Unused Federal Buildings: No Room for Sequestration Cuts?
Emily Goff /
About 77,000 unused or underused federal buildings cost taxpayers $1.67 billion to operate and maintain in 2010 alone (latest data available), according to a Congressional Research Service (CRS) report from last year.
Unlike your typical house on the market today, these buildings are beyond unsightly. The word derelict might not do them justice, as these images from the House Oversight and Government Reform Committee show.
The CRS report cited previous findings by the Government Accountability Office (GAO), which has documented these unused or underused federal properties—and potential ways to deal with them—time and again. The GAO points out, however, “that efforts to dispose of unneeded and underutilized properties are hindered by statutory disposal requirements, the cost of preparing properties for disposal, conflicts with stakeholders, and a lack of accurate data.”
In sum, the federal government is getting in its own way when it comes to dealing with its dilapidated, vacant properties.
Spending $1.67 billion annually on these properties is just one example of federal waste that Congress could root out to cut spending in a targeted way. The Heritage Foundation recently identified areas in which Congress could eliminate or reduce program funding at the National Institutes of Health, the Department of Education, the Transportation Security Administration, the Department of Energy, and others.
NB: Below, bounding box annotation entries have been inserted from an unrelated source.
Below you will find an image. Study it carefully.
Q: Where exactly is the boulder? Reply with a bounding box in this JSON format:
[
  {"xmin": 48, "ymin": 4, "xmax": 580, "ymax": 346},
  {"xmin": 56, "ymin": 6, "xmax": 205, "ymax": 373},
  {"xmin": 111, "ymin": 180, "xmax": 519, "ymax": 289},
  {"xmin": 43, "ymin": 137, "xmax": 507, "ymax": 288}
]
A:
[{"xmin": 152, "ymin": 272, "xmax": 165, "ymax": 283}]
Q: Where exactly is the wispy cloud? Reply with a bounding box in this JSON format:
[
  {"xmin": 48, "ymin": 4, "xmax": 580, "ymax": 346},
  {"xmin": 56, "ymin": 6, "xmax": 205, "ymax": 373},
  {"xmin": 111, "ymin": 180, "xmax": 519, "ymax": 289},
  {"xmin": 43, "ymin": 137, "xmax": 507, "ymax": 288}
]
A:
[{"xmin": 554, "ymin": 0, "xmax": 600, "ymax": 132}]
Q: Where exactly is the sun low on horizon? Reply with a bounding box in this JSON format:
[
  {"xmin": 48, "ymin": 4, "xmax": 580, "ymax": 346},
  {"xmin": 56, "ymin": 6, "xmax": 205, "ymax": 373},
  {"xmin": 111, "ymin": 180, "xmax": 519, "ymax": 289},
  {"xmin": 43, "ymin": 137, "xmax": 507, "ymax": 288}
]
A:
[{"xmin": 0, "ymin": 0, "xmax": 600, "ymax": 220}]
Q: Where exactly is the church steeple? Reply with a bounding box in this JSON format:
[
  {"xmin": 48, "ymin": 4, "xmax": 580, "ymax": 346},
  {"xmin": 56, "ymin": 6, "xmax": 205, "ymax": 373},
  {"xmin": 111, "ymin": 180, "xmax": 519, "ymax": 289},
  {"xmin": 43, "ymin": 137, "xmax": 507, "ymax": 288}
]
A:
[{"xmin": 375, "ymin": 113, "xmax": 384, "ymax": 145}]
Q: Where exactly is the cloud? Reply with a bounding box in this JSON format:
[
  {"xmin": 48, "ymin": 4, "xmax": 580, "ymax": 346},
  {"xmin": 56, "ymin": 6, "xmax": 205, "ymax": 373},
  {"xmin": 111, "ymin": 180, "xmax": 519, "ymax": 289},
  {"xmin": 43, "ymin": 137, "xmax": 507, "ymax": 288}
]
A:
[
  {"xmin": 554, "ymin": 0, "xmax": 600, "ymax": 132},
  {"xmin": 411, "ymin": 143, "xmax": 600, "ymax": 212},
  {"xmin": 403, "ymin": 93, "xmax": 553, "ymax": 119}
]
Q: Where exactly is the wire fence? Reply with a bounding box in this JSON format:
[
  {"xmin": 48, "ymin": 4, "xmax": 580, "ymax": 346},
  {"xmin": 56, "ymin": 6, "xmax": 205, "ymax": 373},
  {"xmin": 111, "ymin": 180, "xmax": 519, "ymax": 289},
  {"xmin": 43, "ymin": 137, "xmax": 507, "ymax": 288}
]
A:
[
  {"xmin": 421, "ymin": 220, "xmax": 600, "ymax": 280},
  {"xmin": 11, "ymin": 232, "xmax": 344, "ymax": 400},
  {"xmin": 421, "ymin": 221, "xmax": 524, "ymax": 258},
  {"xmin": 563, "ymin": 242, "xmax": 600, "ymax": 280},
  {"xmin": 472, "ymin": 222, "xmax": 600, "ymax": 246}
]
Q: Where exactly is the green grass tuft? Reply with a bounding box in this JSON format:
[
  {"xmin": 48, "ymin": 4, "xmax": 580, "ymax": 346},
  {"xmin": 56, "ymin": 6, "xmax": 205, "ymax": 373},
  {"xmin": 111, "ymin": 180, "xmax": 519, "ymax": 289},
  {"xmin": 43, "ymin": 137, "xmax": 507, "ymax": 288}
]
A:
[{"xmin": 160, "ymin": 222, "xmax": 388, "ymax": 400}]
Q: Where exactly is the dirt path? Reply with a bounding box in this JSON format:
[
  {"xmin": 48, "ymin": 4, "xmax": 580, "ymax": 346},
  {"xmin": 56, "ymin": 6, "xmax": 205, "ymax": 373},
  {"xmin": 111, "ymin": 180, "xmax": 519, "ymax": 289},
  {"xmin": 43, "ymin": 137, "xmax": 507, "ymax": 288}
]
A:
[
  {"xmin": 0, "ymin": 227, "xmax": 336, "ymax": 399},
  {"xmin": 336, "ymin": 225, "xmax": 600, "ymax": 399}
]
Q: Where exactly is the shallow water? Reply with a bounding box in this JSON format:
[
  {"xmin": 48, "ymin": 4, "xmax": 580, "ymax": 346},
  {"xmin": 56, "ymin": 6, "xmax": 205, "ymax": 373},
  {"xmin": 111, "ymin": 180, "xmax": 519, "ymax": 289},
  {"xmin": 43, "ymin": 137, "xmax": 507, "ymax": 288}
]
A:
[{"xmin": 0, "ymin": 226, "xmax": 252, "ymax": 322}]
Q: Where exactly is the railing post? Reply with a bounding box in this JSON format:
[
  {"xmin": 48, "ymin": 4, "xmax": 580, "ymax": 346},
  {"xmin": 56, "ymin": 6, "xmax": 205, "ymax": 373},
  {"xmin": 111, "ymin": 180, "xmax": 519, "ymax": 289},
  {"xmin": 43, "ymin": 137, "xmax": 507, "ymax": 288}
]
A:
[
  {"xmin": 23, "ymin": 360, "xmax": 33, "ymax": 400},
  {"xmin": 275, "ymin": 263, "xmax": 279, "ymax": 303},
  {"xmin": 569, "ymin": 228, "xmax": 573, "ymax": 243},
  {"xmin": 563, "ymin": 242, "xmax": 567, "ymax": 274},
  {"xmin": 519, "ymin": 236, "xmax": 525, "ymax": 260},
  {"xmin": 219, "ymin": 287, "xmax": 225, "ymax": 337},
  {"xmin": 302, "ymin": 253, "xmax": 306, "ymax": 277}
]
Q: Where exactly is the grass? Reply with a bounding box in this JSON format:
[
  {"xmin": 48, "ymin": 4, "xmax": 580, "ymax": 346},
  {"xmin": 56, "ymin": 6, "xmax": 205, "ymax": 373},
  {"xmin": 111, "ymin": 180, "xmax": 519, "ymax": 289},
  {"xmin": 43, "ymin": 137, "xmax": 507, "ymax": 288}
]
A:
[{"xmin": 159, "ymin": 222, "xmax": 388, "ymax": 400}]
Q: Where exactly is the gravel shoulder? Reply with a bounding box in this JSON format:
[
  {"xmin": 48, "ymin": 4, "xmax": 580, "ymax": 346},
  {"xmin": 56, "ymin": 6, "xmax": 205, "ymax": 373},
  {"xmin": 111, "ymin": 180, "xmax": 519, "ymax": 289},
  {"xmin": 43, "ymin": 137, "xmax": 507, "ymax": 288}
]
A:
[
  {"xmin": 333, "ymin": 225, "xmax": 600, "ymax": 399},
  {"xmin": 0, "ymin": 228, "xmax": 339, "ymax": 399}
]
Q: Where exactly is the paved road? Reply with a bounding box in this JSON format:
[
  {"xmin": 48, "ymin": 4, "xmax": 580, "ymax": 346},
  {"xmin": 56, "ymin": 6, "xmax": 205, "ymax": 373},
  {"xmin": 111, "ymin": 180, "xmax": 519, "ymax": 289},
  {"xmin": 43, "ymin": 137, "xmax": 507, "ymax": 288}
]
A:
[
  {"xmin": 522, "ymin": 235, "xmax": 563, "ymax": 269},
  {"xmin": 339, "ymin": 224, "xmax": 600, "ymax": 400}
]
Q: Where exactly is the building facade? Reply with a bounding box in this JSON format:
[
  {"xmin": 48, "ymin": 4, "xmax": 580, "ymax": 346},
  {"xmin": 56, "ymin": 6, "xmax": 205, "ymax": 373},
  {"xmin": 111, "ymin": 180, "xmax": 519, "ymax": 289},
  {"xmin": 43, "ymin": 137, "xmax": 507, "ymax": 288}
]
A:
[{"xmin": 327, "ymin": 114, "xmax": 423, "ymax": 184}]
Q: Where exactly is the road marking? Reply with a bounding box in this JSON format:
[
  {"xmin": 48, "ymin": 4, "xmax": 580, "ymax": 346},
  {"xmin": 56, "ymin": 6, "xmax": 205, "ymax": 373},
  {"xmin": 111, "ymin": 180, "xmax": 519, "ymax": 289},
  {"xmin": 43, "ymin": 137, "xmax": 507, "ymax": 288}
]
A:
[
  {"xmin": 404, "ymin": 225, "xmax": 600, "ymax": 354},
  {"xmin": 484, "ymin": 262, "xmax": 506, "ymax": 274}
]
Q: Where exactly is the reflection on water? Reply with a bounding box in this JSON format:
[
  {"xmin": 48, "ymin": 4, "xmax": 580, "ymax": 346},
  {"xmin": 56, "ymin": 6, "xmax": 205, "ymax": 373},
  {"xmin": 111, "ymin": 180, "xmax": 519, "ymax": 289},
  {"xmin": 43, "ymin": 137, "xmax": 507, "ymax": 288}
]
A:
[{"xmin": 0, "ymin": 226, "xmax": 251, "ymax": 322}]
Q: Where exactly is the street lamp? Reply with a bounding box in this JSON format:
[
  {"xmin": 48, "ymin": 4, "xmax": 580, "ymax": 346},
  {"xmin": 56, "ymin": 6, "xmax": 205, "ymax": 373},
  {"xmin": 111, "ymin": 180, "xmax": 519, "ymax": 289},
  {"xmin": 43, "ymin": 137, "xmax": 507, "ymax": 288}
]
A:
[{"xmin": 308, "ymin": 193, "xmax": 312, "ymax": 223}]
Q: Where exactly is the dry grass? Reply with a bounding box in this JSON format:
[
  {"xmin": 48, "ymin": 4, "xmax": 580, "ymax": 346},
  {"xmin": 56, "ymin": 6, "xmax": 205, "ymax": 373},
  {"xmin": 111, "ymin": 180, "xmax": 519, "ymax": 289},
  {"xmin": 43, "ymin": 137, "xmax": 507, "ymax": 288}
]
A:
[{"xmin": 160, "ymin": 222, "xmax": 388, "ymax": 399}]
Meanwhile, President Obama just finished a campaign-style tour, railing against sequestration’s spending reductions—which are set to kick in today—suggesting there are absolutely no cuts the economy could withstand. Nada, zero, zilch.
Congress and the President should embark on major housecleaning efforts. Addressing these unused federal properties to stop wasting taxpayer dollars would be an excellent place to start. But this all points back to one burning question:
Mr. President, is there really no place in the federal budget to reduce spending?